Errichtung einer neuen Trajektanstalt auf dem Bodensee

Zentralblatt der Bauverwaltung • 17.3.1883

Die österreichische Regierung hat dem Reichsrat eine Vorlage übermittelt, worin die Kosten für Errichtung einer Trajektanstalt in Bregenz, im Anschluss an die seit Juli 1882 im Staatsbetrieb befindliche Vorarlbergerbahn, beansprucht werden. Zweck und Bedeutung der beabsichtigten Anlage ergeben sich aus dem Zusammenhang mit der Arlberglinie, nach deren Vollendung eine direkte Verbindung des Inlandes mit dem Bodensee geschaffen sein wird. Während gegenwärtig nur an drei Punkten, nämlich in St. Margarethen, Lindau und Buchs, ein Anschluss an die deutschen bzw. schweizerischen Bahnen besteht, werden durch die Trajektanstalt fünf weitere Anschlüsse auf dem kürzesten Weg gewonnen werden, wovon man sich eine Hebung der Konkurrenzfähigkeit der Arlberglinie, sowie des westlichen Staatsbahnnetzes überhaupt verspricht.
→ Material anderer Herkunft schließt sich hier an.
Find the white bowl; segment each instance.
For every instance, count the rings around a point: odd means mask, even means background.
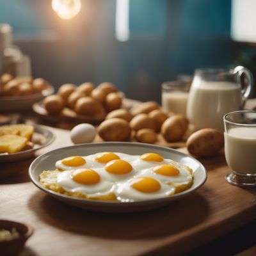
[[[13,112],[32,109],[32,105],[44,99],[45,97],[52,94],[54,89],[52,85],[48,84],[47,88],[42,93],[31,94],[24,96],[1,96],[0,112]]]
[[[132,155],[141,155],[147,152],[159,154],[164,158],[171,159],[189,166],[194,173],[194,182],[188,190],[170,197],[133,202],[121,202],[87,200],[67,196],[47,189],[39,182],[40,174],[44,170],[55,170],[55,163],[58,160],[68,156],[86,156],[105,151],[118,152]],[[86,209],[112,212],[146,211],[166,205],[194,192],[203,185],[207,179],[207,172],[204,166],[190,156],[167,147],[129,142],[80,144],[58,148],[36,158],[29,166],[29,174],[35,186],[59,200]]]

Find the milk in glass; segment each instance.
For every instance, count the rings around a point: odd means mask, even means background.
[[[187,116],[196,129],[223,130],[225,114],[241,108],[240,86],[234,82],[202,80],[195,77],[188,102]]]
[[[256,174],[256,127],[234,127],[225,136],[225,154],[234,171]]]

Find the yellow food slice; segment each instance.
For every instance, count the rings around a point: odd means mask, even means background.
[[[0,126],[0,136],[6,134],[19,135],[19,131],[13,125]]]
[[[32,125],[20,124],[13,125],[12,127],[19,130],[19,135],[25,137],[29,140],[30,140],[34,132],[34,127]]]
[[[6,134],[0,136],[0,153],[15,153],[26,146],[28,139],[19,135]]]

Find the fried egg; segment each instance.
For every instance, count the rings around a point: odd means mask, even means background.
[[[117,184],[116,198],[121,202],[156,199],[173,195],[173,186],[150,177],[138,176]]]
[[[90,199],[132,202],[170,196],[188,189],[193,172],[156,153],[104,152],[67,157],[44,171],[40,181],[58,193]]]

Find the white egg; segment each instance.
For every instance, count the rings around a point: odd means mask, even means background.
[[[96,136],[96,129],[90,124],[80,124],[75,126],[70,132],[73,143],[81,144],[92,142]]]

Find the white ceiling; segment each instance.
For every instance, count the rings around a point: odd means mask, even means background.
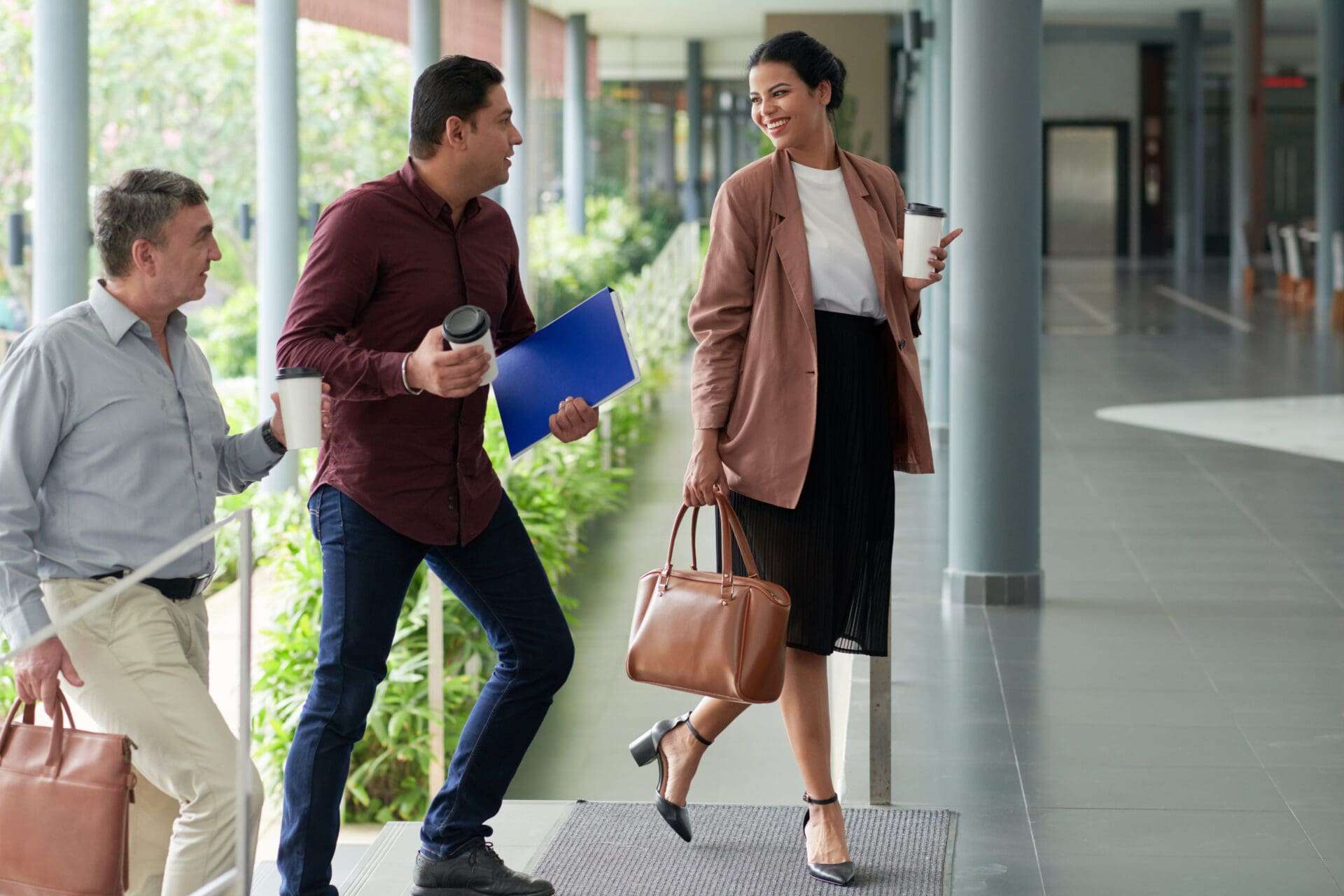
[[[999,0],[1013,3],[1015,0]],[[1043,0],[1047,24],[1175,26],[1177,9],[1226,24],[1232,0]],[[762,39],[766,12],[905,12],[910,0],[534,0],[556,15],[587,13],[597,35]],[[1269,31],[1309,28],[1320,0],[1265,0]]]

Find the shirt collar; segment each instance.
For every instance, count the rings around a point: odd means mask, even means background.
[[[425,183],[425,179],[419,176],[418,171],[415,171],[415,165],[411,164],[410,156],[406,157],[406,164],[402,165],[402,171],[399,173],[402,183],[406,184],[406,189],[411,191],[411,196],[419,201],[421,208],[425,210],[426,215],[430,218],[438,218],[445,212],[452,214],[452,206],[444,201],[444,197],[435,193],[434,189]],[[481,201],[478,197],[473,196],[466,200],[466,208],[462,211],[462,220],[476,215],[480,208]]]
[[[102,326],[108,330],[108,336],[112,339],[113,345],[120,343],[128,332],[134,329],[136,324],[140,324],[142,336],[149,336],[149,324],[140,320],[133,310],[122,305],[116,296],[109,293],[103,281],[95,279],[93,282],[93,286],[89,289],[89,304],[93,305],[94,313],[98,316],[98,320],[102,321]],[[173,329],[187,326],[187,316],[177,310],[172,312],[168,314],[168,326]]]

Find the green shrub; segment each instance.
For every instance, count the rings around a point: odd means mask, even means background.
[[[616,196],[589,196],[587,228],[570,231],[563,204],[547,206],[531,219],[528,267],[532,310],[548,324],[603,286],[616,286],[657,257],[680,223],[675,203],[653,200],[642,207]]]

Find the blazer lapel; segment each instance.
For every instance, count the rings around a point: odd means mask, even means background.
[[[891,314],[891,304],[887,301],[887,250],[882,242],[882,226],[878,223],[878,210],[872,207],[868,197],[868,188],[849,161],[849,153],[840,150],[840,171],[844,172],[844,185],[849,191],[849,206],[853,208],[853,218],[859,224],[859,235],[863,236],[863,247],[868,253],[868,263],[872,265],[872,278],[878,281],[878,301]]]
[[[808,257],[808,231],[802,224],[802,204],[798,201],[798,187],[793,180],[793,167],[789,153],[774,153],[774,187],[770,197],[770,211],[782,218],[771,231],[771,242],[784,275],[793,290],[793,301],[808,325],[812,343],[817,341],[817,316],[812,298],[812,262]]]

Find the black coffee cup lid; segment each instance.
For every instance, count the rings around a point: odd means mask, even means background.
[[[321,376],[323,372],[316,367],[282,367],[276,371],[277,380],[301,380],[309,376]]]
[[[491,330],[491,316],[476,305],[462,305],[444,318],[444,339],[449,343],[472,343]]]

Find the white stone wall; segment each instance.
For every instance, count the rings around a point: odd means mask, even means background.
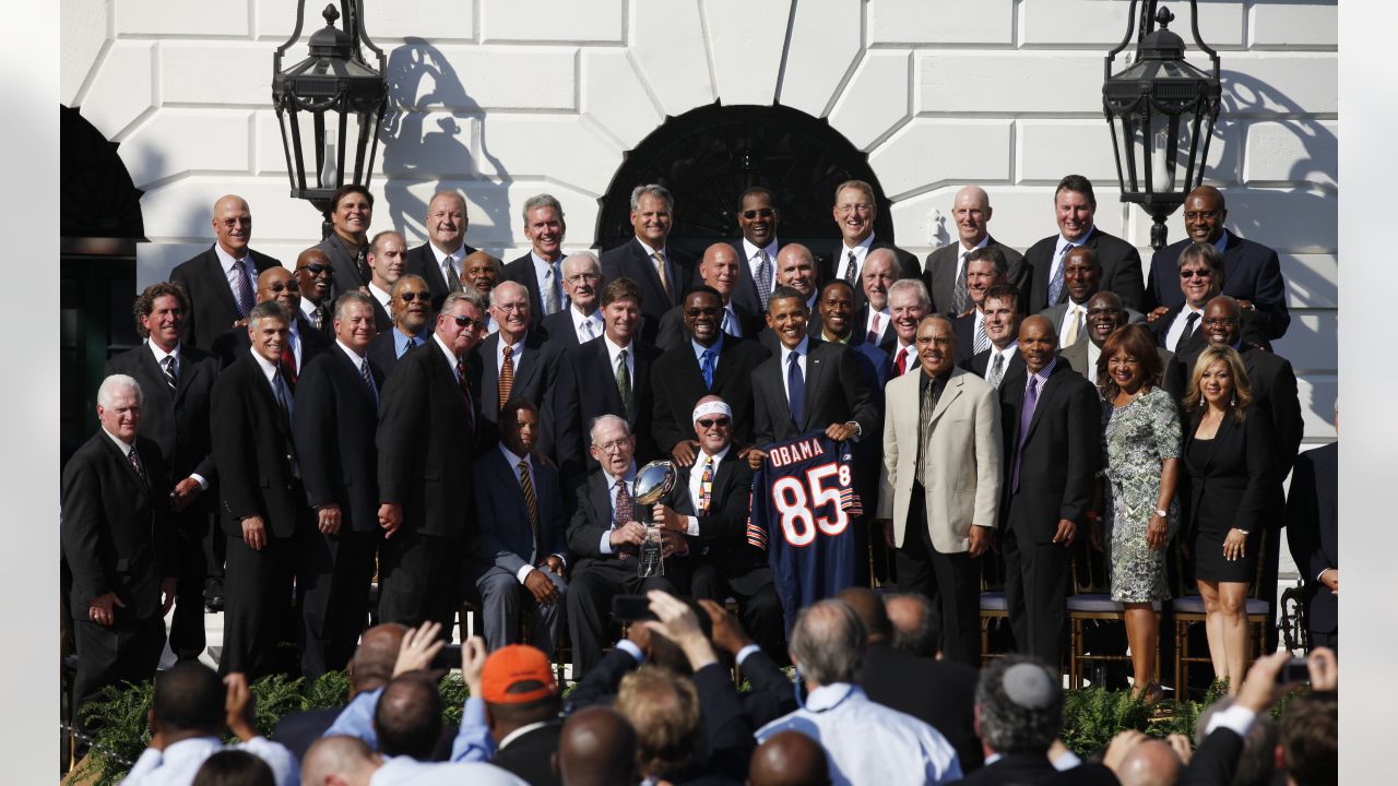
[[[414,241],[445,186],[468,194],[475,246],[521,250],[519,207],[542,190],[563,201],[568,245],[589,246],[622,155],[667,115],[721,99],[828,116],[868,151],[909,250],[949,239],[952,194],[970,180],[991,193],[995,236],[1029,246],[1055,231],[1051,192],[1068,172],[1097,185],[1103,229],[1148,245],[1149,220],[1116,201],[1100,112],[1124,0],[365,4],[400,109],[379,151],[375,227]],[[308,3],[306,34],[323,7]],[[1188,4],[1170,7],[1187,34]],[[1293,322],[1276,350],[1302,378],[1307,442],[1328,441],[1335,1],[1205,1],[1199,14],[1227,97],[1208,178],[1227,193],[1229,225],[1282,253]],[[63,0],[60,101],[120,143],[147,192],[140,284],[210,242],[208,207],[225,192],[252,203],[259,249],[289,263],[319,239],[319,217],[287,196],[270,109],[271,53],[294,17],[294,0]],[[1170,236],[1183,236],[1179,215]]]

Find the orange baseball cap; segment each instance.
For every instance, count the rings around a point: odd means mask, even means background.
[[[554,664],[538,648],[509,645],[485,659],[481,698],[489,703],[526,703],[556,692]]]

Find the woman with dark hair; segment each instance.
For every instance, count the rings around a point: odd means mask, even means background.
[[[1184,394],[1190,425],[1190,555],[1204,599],[1213,676],[1237,694],[1247,666],[1247,589],[1257,579],[1272,484],[1271,427],[1253,413],[1247,369],[1232,347],[1199,354]]]
[[[1111,600],[1125,607],[1134,695],[1163,698],[1155,684],[1160,618],[1156,601],[1169,600],[1165,545],[1180,524],[1174,499],[1180,459],[1180,415],[1159,387],[1163,368],[1151,331],[1128,324],[1113,331],[1097,357],[1102,390],[1102,456],[1106,462],[1107,564]],[[1093,522],[1093,540],[1100,543]]]

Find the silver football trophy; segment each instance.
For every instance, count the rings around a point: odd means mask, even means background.
[[[630,498],[637,505],[654,505],[675,487],[675,466],[670,462],[651,462],[636,470],[630,484]],[[665,575],[665,561],[660,538],[660,526],[646,522],[646,541],[640,544],[640,559],[636,575],[642,579]]]

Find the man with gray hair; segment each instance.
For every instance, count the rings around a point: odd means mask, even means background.
[[[500,281],[514,281],[528,290],[533,319],[538,327],[545,316],[568,309],[563,290],[563,206],[552,194],[535,194],[524,200],[524,236],[530,249],[500,271]]]
[[[843,600],[821,600],[791,628],[790,655],[808,691],[805,706],[758,730],[765,743],[780,731],[814,737],[830,757],[830,782],[949,783],[960,779],[955,748],[937,729],[870,701],[857,674],[868,634]]]
[[[1074,755],[1048,761],[1048,747],[1061,730],[1062,687],[1042,660],[1007,655],[987,663],[976,685],[976,733],[986,766],[962,783],[1117,782],[1110,769],[1081,764]]]
[[[101,428],[63,467],[59,534],[78,656],[73,705],[87,733],[82,708],[102,688],[155,676],[161,617],[175,603],[171,478],[159,446],[137,436],[141,404],[136,379],[108,376],[96,392]]]
[[[603,334],[603,266],[593,252],[563,257],[563,294],[568,308],[544,317],[541,333],[559,351],[591,341]]]
[[[654,344],[660,317],[679,305],[693,284],[695,259],[665,241],[675,220],[675,200],[661,185],[636,186],[630,192],[630,225],[636,235],[603,253],[603,276],[608,281],[626,277],[640,287],[640,340]]]

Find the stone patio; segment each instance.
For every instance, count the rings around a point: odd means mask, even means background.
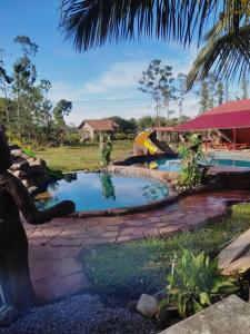
[[[249,202],[249,190],[193,195],[161,209],[112,217],[64,217],[40,226],[24,224],[33,286],[41,301],[88,288],[79,255],[83,247],[168,237],[227,214],[229,204]]]

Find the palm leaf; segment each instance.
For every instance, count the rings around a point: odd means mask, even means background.
[[[226,3],[228,0],[223,0]],[[78,51],[106,42],[199,38],[219,0],[62,0],[60,28]]]
[[[13,80],[11,77],[9,77],[7,75],[7,72],[2,66],[0,66],[0,78],[2,78],[7,84],[11,84]]]
[[[226,80],[237,76],[240,80],[243,73],[250,71],[250,26],[240,28],[237,39],[234,32],[208,39],[188,75],[188,89],[196,79],[204,79],[211,71],[216,79]]]

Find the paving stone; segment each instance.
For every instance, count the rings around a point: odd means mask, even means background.
[[[231,295],[160,334],[247,334],[249,328],[249,304]]]
[[[121,235],[117,238],[117,243],[126,243],[132,240],[133,237],[131,235]]]
[[[57,266],[57,275],[60,277],[69,276],[82,272],[81,262],[73,257],[64,257]]]
[[[151,236],[168,237],[177,230],[193,229],[208,220],[218,219],[226,213],[227,203],[249,198],[248,190],[214,191],[189,196],[160,209],[140,214],[60,217],[40,226],[23,223],[29,238],[29,263],[34,289],[39,297],[51,299],[87,286],[78,259],[84,245],[126,243]]]
[[[117,230],[109,230],[106,232],[101,237],[102,238],[116,238],[118,236],[118,232]]]
[[[81,244],[82,244],[82,238],[58,237],[58,238],[52,239],[48,245],[50,247],[59,247],[59,246],[73,247],[73,246],[81,246]]]
[[[104,227],[104,229],[107,230],[107,232],[109,232],[109,230],[120,230],[120,226],[119,225],[108,225],[108,226],[106,226]]]

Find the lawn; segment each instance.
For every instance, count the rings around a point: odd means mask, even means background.
[[[166,286],[166,274],[183,248],[204,250],[214,258],[220,250],[250,228],[250,205],[232,206],[221,222],[196,232],[179,233],[168,239],[148,239],[121,245],[100,245],[82,253],[84,271],[92,289],[103,297],[124,301],[141,293],[154,293]]]
[[[124,159],[131,154],[132,145],[132,140],[113,141],[111,159]],[[73,147],[44,148],[37,150],[36,155],[38,158],[46,160],[51,169],[59,169],[61,171],[91,170],[98,168],[98,144],[93,143]]]

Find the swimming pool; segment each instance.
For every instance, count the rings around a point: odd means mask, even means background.
[[[80,210],[127,208],[168,197],[167,184],[157,179],[108,173],[73,173],[36,194],[39,209],[70,199]]]
[[[180,171],[181,168],[181,159],[157,159],[156,163],[158,164],[159,170],[166,171]],[[211,166],[224,166],[224,167],[237,167],[237,168],[249,168],[250,169],[250,161],[247,160],[234,160],[234,159],[209,159],[208,163]]]

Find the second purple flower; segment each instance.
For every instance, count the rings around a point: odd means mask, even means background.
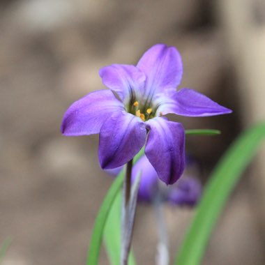
[[[109,89],[74,103],[63,116],[61,132],[67,136],[99,133],[98,156],[104,169],[126,164],[146,144],[146,156],[158,177],[173,184],[184,169],[185,130],[181,123],[163,116],[232,112],[194,90],[176,90],[183,68],[174,47],[156,45],[136,66],[113,64],[99,73]]]

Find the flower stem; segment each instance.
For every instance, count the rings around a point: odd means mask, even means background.
[[[124,179],[124,190],[125,190],[125,206],[126,206],[130,201],[130,186],[132,179],[132,160],[130,160],[126,165],[126,175]]]
[[[121,215],[121,265],[128,265],[128,258],[132,241],[135,211],[131,211],[131,179],[133,158],[126,165],[123,183],[123,209]],[[132,224],[132,226],[130,224]]]
[[[167,232],[165,220],[163,205],[159,194],[156,196],[153,203],[156,211],[156,218],[158,232],[156,264],[168,265],[169,264],[169,255],[168,250]]]

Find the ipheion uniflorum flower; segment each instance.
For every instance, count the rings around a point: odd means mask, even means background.
[[[185,130],[167,114],[188,116],[232,111],[194,90],[176,90],[183,73],[179,52],[157,44],[136,66],[112,64],[99,74],[109,89],[91,92],[66,111],[61,132],[77,136],[99,133],[98,156],[104,169],[130,161],[146,144],[145,154],[158,177],[173,184],[185,163]]]

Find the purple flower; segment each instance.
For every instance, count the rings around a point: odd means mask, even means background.
[[[192,165],[188,162],[188,169]],[[141,180],[138,199],[141,202],[151,202],[158,199],[173,205],[194,206],[200,198],[200,183],[197,179],[189,176],[185,172],[183,176],[176,183],[166,186],[159,181],[155,169],[145,156],[143,156],[132,167],[132,182],[139,172],[141,172]]]
[[[158,177],[174,183],[184,169],[185,130],[181,123],[163,116],[231,112],[192,89],[177,91],[182,72],[179,52],[163,44],[147,50],[136,66],[113,64],[101,68],[100,75],[109,89],[90,93],[74,103],[64,115],[62,133],[99,133],[103,169],[126,164],[146,144],[145,153]]]

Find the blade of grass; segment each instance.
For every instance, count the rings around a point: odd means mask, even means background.
[[[186,130],[186,135],[218,135],[221,134],[219,130],[211,129],[195,129],[195,130]]]
[[[265,123],[243,132],[224,155],[204,190],[175,264],[200,264],[211,234],[229,195],[264,138]]]
[[[119,264],[121,253],[121,192],[119,192],[109,213],[104,228],[104,243],[112,265]],[[135,265],[132,254],[129,255],[129,265]]]
[[[135,162],[144,154],[144,149],[143,148],[135,156],[134,159]],[[98,257],[100,250],[104,227],[113,202],[121,190],[123,181],[123,172],[121,172],[115,179],[101,204],[92,230],[92,235],[86,258],[86,265],[96,265],[98,263]]]

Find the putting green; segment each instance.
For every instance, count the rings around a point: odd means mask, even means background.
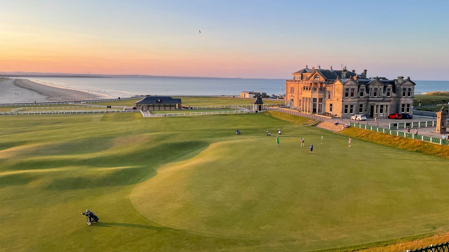
[[[366,243],[430,232],[437,217],[449,212],[438,202],[419,209],[444,190],[445,176],[429,177],[448,173],[439,159],[405,151],[398,156],[397,150],[389,153],[359,140],[350,149],[326,143],[314,155],[308,146],[298,146],[296,137],[281,139],[279,147],[273,137],[211,144],[161,167],[136,186],[131,202],[148,219],[170,228],[302,242]],[[389,160],[402,164],[389,166]],[[445,220],[438,222],[449,226]]]

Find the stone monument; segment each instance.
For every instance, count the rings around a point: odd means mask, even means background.
[[[443,107],[436,112],[436,130],[433,131],[439,134],[447,134],[448,113]]]

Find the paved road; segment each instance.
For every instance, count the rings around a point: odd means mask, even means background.
[[[325,121],[326,122],[333,122],[334,120],[338,120],[340,124],[344,124],[345,122],[349,122],[350,120],[349,118],[343,118],[342,120],[341,118],[333,119],[328,118],[327,117],[321,117],[318,115],[313,114],[310,115],[309,114],[307,114],[304,113],[302,113],[301,112],[296,111],[295,110],[293,110],[291,109],[285,109],[285,110],[288,111],[294,112],[295,114],[298,115],[299,116],[304,116],[304,117],[308,117],[309,118],[312,118],[313,119],[317,119],[318,120],[321,120],[321,121]],[[390,123],[392,123],[394,122],[418,122],[418,121],[435,121],[436,119],[435,117],[432,117],[430,116],[418,116],[416,115],[413,115],[413,119],[399,119],[395,120],[393,119],[388,119],[386,118],[378,118],[377,122],[378,123],[375,123],[374,122],[374,118],[368,119],[366,121],[361,121],[361,123],[362,124],[366,124],[367,125],[370,125],[371,126],[376,126],[378,127],[380,127],[381,128],[383,128],[384,129],[388,128],[388,124]],[[354,121],[352,121],[354,122]],[[357,121],[357,122],[358,122]],[[413,128],[410,128],[411,130],[410,132],[411,133],[414,133],[414,129]],[[437,133],[434,133],[432,132],[432,131],[435,130],[436,130],[436,127],[430,127],[428,128],[418,128],[418,134],[422,135],[425,135],[427,136],[431,136],[432,137],[437,137],[440,138],[441,137],[442,135],[440,135]],[[399,131],[405,131],[405,130],[399,130]]]

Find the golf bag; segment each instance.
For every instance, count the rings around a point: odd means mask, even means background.
[[[84,213],[81,213],[81,214],[86,216],[88,225],[90,225],[92,222],[98,222],[98,217],[88,209],[86,209]]]

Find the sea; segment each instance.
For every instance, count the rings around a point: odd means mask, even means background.
[[[11,77],[14,78],[14,77]],[[236,96],[241,91],[285,93],[284,79],[193,77],[145,78],[29,78],[35,82],[97,93],[106,98],[135,95]],[[415,92],[449,91],[449,81],[414,81]]]

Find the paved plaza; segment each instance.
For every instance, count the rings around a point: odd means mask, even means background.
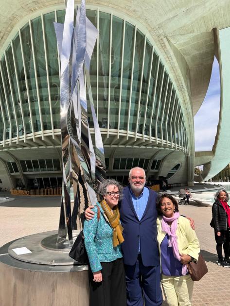
[[[6,196],[12,196],[0,193],[0,197]],[[23,236],[57,229],[60,197],[25,196],[15,199],[0,204],[0,246]],[[230,268],[219,267],[216,264],[214,235],[210,225],[211,207],[193,204],[180,206],[179,208],[182,214],[192,217],[195,221],[201,254],[209,269],[208,273],[200,281],[195,283],[193,306],[228,306],[230,304]]]

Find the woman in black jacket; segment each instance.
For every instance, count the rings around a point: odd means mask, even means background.
[[[218,255],[218,265],[230,268],[230,207],[227,201],[229,195],[225,190],[218,190],[214,195],[215,200],[212,205],[212,219],[211,225],[214,228],[216,251]],[[222,245],[225,254],[222,255]]]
Der Regierungsentwurf veranschlagt die in das Budget des Jahres 1884 aufzunehmenden Kosten des Eisenbahntrajektes, welches auch dem Personenverkehr dienen soll, auf 820 000 fl.* (1 400 000 Mark); hierbei sind die bautechnischen Herstellungen im Bahnhofe und Hafen von Bregenz, einschließlich Anlandevorrichtung, Wellenbrecher und Hafenbaggerung zu 334 119 fl., zwei Dampfboote zu je 83 000 fl., vier Trajektkähne zu je 40 812 fl., ein Salondampfer zu 110 000 fl. und sonstige Herstellungen mit 46 633 fl. in Rechnung gestellt.